3. If there is no tax treaty with the country levying double tax; then relief can be granted unilaterally u/s 91.
DTAA- Sec 90A
Between two specified associations, adopted for levy of tax. - Section 90A Meaning
Specified association: notified institutions, associations are bodies functioning under any law for the time being in force either in India or the specified territory outside India.
Specified territory: Any area outside India notified for the purposes of this section.

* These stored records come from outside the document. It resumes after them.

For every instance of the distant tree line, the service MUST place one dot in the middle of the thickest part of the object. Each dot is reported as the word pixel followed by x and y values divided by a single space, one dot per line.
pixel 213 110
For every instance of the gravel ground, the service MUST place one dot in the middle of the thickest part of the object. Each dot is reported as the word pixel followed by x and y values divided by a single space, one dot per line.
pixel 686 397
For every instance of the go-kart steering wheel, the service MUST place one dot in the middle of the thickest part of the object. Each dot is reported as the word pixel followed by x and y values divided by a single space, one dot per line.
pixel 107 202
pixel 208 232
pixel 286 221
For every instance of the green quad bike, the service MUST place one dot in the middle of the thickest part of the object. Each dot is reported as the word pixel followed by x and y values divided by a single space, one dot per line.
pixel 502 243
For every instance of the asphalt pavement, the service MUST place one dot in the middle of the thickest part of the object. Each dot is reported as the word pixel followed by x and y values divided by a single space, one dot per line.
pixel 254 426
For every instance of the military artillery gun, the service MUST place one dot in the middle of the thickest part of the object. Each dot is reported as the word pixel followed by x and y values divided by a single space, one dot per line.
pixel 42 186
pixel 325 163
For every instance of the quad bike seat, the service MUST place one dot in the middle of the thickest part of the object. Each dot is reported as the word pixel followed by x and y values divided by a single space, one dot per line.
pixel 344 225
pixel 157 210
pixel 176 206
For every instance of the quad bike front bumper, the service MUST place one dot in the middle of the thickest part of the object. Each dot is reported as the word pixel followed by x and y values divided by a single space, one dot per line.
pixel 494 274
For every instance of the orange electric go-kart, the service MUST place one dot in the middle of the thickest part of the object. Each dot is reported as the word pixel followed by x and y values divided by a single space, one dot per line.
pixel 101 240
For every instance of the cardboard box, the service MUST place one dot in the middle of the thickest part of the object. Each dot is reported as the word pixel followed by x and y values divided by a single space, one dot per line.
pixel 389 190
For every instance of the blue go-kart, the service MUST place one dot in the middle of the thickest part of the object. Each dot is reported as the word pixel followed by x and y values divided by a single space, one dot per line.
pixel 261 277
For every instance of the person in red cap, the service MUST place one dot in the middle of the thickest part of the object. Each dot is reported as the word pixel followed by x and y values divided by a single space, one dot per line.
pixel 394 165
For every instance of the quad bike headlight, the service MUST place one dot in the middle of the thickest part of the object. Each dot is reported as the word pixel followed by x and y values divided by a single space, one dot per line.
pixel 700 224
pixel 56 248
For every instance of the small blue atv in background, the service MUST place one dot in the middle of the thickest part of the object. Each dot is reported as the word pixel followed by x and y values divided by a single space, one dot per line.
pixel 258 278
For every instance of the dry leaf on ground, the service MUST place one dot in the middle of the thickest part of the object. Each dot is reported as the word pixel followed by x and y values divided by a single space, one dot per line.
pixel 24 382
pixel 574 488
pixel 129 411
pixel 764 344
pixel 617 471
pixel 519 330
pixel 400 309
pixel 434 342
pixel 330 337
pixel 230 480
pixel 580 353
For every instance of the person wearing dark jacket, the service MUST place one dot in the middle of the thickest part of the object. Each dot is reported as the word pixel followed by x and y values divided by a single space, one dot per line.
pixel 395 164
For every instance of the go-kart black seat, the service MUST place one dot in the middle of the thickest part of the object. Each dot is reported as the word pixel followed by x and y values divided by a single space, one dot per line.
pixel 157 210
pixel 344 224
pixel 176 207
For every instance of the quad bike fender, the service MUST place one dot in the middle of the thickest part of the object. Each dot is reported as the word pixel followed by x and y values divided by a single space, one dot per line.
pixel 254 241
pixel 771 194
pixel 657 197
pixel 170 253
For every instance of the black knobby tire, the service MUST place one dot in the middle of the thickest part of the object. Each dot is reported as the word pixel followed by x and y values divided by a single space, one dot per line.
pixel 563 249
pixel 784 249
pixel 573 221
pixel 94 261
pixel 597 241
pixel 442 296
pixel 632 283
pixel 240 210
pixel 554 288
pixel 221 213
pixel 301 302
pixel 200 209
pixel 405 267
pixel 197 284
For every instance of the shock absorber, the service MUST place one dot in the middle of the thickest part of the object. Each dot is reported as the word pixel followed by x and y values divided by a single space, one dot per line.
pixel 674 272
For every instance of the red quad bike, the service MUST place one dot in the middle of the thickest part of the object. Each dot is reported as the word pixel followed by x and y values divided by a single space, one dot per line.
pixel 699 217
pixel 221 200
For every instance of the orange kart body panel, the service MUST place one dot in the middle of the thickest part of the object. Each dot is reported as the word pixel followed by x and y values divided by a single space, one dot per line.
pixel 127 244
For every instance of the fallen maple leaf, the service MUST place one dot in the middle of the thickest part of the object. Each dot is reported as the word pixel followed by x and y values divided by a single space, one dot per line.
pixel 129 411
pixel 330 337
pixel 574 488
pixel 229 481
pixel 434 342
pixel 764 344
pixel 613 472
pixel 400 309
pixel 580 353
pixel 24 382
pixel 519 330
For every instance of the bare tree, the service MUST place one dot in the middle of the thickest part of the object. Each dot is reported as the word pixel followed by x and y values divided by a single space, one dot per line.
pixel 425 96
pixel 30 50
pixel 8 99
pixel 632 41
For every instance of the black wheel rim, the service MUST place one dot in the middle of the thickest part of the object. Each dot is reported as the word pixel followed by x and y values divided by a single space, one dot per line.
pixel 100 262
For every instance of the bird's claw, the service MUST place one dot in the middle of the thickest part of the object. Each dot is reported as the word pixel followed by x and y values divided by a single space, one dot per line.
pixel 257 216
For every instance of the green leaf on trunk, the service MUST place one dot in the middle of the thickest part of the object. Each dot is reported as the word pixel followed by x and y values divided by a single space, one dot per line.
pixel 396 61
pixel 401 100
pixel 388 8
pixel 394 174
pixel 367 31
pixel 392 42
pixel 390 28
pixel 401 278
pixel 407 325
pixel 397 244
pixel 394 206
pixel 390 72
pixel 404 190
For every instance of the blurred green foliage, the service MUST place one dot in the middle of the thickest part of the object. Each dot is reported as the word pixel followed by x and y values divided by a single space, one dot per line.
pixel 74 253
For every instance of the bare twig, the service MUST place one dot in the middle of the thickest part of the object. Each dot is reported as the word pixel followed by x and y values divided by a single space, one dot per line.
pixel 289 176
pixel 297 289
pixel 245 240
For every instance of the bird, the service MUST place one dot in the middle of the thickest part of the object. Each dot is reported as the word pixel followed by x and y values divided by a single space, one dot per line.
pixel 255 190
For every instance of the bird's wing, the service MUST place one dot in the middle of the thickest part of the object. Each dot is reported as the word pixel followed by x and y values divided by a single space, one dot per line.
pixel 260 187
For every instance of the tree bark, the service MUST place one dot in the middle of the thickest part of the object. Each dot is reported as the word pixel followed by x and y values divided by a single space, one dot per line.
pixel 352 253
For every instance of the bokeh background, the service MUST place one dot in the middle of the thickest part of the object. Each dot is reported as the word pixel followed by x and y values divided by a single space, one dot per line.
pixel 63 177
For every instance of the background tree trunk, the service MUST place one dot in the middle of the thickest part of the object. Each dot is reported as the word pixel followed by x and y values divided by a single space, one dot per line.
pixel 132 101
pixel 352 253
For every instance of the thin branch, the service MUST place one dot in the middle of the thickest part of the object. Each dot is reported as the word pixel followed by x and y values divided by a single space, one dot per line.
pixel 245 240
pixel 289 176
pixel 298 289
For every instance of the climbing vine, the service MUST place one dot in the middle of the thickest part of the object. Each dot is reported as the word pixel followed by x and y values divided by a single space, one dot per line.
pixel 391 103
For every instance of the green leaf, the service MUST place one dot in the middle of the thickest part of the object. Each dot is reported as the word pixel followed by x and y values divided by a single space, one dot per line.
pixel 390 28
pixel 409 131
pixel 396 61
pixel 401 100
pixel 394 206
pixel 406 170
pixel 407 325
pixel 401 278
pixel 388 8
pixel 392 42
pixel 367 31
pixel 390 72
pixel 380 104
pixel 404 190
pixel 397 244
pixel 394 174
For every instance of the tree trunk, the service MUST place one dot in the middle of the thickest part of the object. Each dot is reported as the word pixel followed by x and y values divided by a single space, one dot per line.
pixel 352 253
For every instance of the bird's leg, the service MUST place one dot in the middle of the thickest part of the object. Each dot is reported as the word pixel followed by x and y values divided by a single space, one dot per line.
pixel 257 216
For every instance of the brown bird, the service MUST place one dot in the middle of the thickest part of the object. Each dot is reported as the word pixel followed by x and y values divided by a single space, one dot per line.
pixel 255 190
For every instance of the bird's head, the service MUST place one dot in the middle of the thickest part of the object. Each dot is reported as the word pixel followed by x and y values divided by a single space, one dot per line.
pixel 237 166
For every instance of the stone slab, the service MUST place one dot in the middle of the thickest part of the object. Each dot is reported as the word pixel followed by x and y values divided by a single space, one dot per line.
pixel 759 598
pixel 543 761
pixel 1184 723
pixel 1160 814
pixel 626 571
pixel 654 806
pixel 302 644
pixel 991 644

Adoption of agreement specified association in India may enter into an agreement with any specified association in the specified territory outside India. Through notification in the official gazette, the central Government may make such provisions necessary for adopting and implementing such agreement. Purpose of adoption
a) Granting of relief in respect of –
Income which have suffered tax under both Indian tax laws and those of specified territory outside India, or;
Income tax chargeable under this act and under the corresponding law in force in that specified territory outside India to promote mutual economic relations, trade and investment, or
b) Avoidance of double taxation of income under Indian law and those governing the specified territory; or
c) Exchange of information for the prevention of evasion or avoidance of income tax chargeable in both in India and specified territory , or investigation of cases of such evasion or avoidance, or
d) Recovery of income –tax – tax under laws of both the countries/ territories. Section 91 unilateral relief
Conditions
a) The assessee must have been resident in India in the relevant PY. b) The income must have accrued or arisen outside India during that PY.
c) The assessee must have paid the tax either by deduction or otherwise in respect of such income as per the law of the foreign country.
d) There should be no reciprocal agreement of relief or avoidance from double taxation with the country where income has accrued or arisen.